Ok, scroll issue should now be fixed. A few things I'm thinking about here:

1 - I do think we're overprocessing items, and could be smarter about what we process based on scroll direction.

2 - I also think we could probably be smarter about the buffer integers that we pass to the generate function. (I don't really see a need to pass two different numbers into it).

3 - I think our method for changing the order of recycled items is wrong, because populateItem calls recyclableItems.pop(). I think we may want to change the sort function instead on line 108.
Yea, the clientHeight thing basically meant everything was being rendered upfront for the list.  So none of my changes were executing while scrolling.  Let me see what I broke.
I pushed a change to not append duplicate name elements to each row item.  This caused the items to get corrupted when recycling a node.

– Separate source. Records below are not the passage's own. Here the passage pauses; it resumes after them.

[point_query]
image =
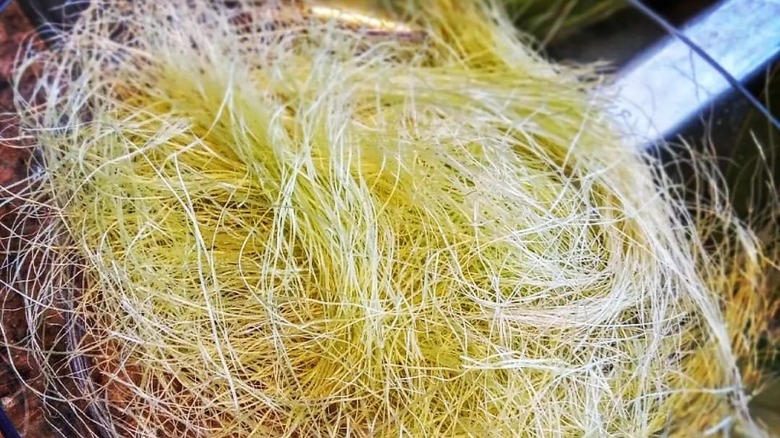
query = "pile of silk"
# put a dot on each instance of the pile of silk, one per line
(293, 220)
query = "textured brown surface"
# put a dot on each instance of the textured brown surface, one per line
(19, 374)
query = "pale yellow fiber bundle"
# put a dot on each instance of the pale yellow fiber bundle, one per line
(265, 223)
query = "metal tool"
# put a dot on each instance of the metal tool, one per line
(670, 83)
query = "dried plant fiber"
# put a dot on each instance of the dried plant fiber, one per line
(272, 221)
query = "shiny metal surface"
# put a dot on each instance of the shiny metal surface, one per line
(669, 84)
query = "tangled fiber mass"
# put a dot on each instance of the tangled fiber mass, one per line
(272, 221)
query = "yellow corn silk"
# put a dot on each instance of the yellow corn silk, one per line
(292, 223)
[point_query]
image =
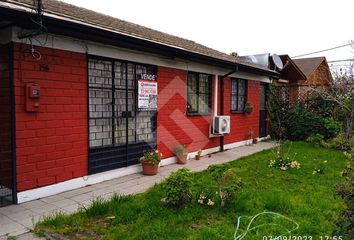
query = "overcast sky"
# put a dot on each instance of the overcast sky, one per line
(248, 26)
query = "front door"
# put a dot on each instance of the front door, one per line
(118, 132)
(263, 110)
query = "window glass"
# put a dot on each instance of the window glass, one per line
(238, 94)
(199, 93)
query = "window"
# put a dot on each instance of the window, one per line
(238, 94)
(113, 117)
(199, 93)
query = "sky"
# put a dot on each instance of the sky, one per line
(247, 27)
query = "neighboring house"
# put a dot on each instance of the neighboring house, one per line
(83, 95)
(291, 77)
(318, 74)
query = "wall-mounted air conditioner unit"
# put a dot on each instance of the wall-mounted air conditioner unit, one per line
(221, 125)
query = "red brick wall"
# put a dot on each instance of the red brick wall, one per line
(5, 119)
(175, 127)
(242, 123)
(52, 143)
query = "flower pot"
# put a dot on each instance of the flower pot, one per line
(149, 168)
(182, 159)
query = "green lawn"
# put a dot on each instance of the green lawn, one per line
(299, 195)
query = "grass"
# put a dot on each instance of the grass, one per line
(299, 195)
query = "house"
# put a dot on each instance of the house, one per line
(83, 95)
(291, 77)
(318, 74)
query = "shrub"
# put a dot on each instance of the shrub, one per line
(340, 142)
(178, 187)
(152, 156)
(316, 139)
(301, 123)
(346, 192)
(98, 207)
(282, 159)
(227, 181)
(180, 150)
(332, 127)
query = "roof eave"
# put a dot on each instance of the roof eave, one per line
(106, 36)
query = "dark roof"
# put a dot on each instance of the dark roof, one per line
(291, 71)
(58, 9)
(308, 65)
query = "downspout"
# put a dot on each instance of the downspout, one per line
(216, 82)
(222, 101)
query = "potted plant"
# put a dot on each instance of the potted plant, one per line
(181, 153)
(150, 162)
(199, 153)
(248, 108)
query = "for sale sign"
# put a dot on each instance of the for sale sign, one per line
(147, 95)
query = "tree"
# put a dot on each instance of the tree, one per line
(341, 93)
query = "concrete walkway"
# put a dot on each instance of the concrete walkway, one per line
(19, 219)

Can you explain why it matter what order we pull from the recycledItems list?  I would think once they are no longer attached to the DOM we could manipulate them in whatever order we choose.

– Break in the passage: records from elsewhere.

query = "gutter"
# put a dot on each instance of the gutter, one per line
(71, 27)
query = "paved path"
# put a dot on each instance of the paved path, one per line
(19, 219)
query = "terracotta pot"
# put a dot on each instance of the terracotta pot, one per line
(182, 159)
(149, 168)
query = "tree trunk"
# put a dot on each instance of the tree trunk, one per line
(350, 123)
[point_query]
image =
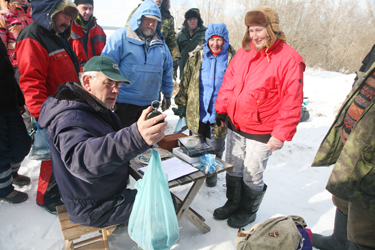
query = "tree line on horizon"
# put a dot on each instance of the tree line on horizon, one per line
(334, 35)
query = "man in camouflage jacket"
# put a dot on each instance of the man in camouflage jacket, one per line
(352, 181)
(166, 29)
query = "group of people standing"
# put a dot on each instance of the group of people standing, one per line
(92, 94)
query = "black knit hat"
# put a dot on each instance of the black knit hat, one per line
(84, 1)
(194, 12)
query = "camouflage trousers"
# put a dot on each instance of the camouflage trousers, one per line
(249, 159)
(361, 223)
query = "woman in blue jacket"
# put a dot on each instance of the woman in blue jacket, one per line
(202, 79)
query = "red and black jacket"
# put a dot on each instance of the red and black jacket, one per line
(87, 43)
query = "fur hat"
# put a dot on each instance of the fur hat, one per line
(67, 7)
(84, 1)
(194, 12)
(264, 16)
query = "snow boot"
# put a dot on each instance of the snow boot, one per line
(234, 194)
(249, 206)
(15, 197)
(211, 181)
(338, 240)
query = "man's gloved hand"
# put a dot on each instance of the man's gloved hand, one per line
(166, 103)
(220, 119)
(176, 61)
(274, 144)
(181, 111)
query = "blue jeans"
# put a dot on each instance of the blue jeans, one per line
(249, 159)
(14, 146)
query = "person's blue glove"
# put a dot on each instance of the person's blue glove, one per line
(35, 127)
(181, 111)
(220, 119)
(176, 62)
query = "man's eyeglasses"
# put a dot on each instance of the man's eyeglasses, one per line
(111, 84)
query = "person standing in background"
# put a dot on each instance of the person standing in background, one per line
(350, 145)
(14, 16)
(46, 60)
(203, 76)
(87, 38)
(191, 35)
(14, 140)
(144, 59)
(167, 29)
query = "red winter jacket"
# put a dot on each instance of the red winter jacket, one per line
(87, 45)
(13, 18)
(263, 93)
(44, 64)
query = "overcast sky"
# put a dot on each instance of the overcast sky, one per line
(114, 12)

I was trying to render the new items to the screen such that the ones closest to the "soon to be scrolled into view" are rendered first.  I have some more code to improve this further, but its not done yet.
I think we might be falling prey to bug 957668 now.  I'm seeing lots of:

E/memalloc(  137): /dev/pmem: No more pmem available
W/memalloc(  137): Falling back to ashmem

Which I think often happens when APZ wants to allocate a graphics buffer for a large display port.  Now that we have correct heights our list container is quite tall.  For reference-workload-medium its 3000px.  For reference-workload-heavy its 6000px, etc.

I see a lot slowdown now too which I'm guessing is this giant layer getting repainted as we recycle nodes.

I'll try to profile some tomorrow to verify if this is what is happening.
(In reply to Ben Kelly [:bkelly] from comment #12)
> Interesting, checkerboarding is also much worse on my buri with hwc enabled.
> I see these in the log with hwc enabled when significant checkerboarding
> appears:
> 
>   D/HwcUtils( 3459): Skip layer
> 
> Benoit, Sotaro, Kats, do you know whats going on here with hwc and
> checkerboarding?

Sotaro can provide details on the "skip layer" message. From what I understand it is switching to a different type of memory.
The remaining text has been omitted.